L’evento, fortemente voluto dalle associazioni Archeoclub Aidone Morgantina e Club per l’UNESCO di Enna coordinate dall’archeologa Serena Raffiotta, è organizzato in collaborazione con il Parco Archeologico di Morgantina, la Villa del Casale e il Comune di Aidone.
Ospite d’onore della manifestazione sarà il Generale di Brigata Roberto Riccardi, Comandante dei Carabinieri per la Tutela del patrimonio Culturale, autore di un recente saggio, “Detective dell’arte”, edito da Rizzoli. Il Comandante Riccardi interverrà per illustrare il ruolo e le attività dei Carabinieri TPC nel contrasto al traffico illecito di antichità, ricordando i cinquant’anni della fondazione del nucleo.
Dopo la conferenza la manifestazione proseguirà ancora al museo nel pomeriggio, dove è prevista una visita guidata alla collezione a partire dalle ore 16 e, a seguire, alle ore 18 un concerto del quartetto d’archi ECO di Enna. Per l’occasione l’ingresso al museo sarà gratuito per i partecipanti all’evento. Saranno ad ingresso libero anche la visita guidata e il concerto.
L’evento è il primo di una serie di iniziative destinate a ricordare le restituzioni all’Italia dei capolavori saccheggiati a Morgantina. Il 2020, infatti, è l’anno del decennale del tesoro di Eupolemo, mentre il 2021 sarà il decimo anniversario della restituzione della statua della dea.
“La presenza della cittadinanza di Aidone in festa – fanno sapere dal Parco Archeologico di Morgantina – conferma come a livello del cittadino comune si sia affermato il ruolo di dei beni culturali locali per l’identità della comunità.

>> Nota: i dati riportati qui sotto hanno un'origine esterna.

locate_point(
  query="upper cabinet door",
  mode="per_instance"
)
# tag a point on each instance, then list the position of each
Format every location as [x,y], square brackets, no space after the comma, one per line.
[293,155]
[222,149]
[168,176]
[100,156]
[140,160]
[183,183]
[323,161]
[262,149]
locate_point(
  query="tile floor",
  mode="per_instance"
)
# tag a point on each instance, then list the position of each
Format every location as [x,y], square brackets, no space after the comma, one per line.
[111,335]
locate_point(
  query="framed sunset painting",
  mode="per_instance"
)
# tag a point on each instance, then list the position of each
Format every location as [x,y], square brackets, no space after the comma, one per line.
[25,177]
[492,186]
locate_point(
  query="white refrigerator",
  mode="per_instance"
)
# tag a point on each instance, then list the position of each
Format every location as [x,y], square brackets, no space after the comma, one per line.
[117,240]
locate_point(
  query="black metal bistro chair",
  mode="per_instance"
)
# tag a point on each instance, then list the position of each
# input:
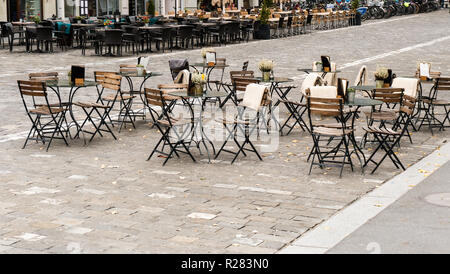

La visita guidata agli acroliti, ma anche alle altre opere recuperate negli ultimi anni e oggi esposte nel contesto del Museo, ha proprio lo scopo di far riflettere sul significato di queste opere: i gioielli di famiglia hanno valore reale se si conosce ed apprezza la funzione che hanno avuto nella storia della famiglia; l’inserimento in un percorso museale fa sì che le opere, di per sé importanti, possano essere organicamente inquadrate nelle vicende storiche”.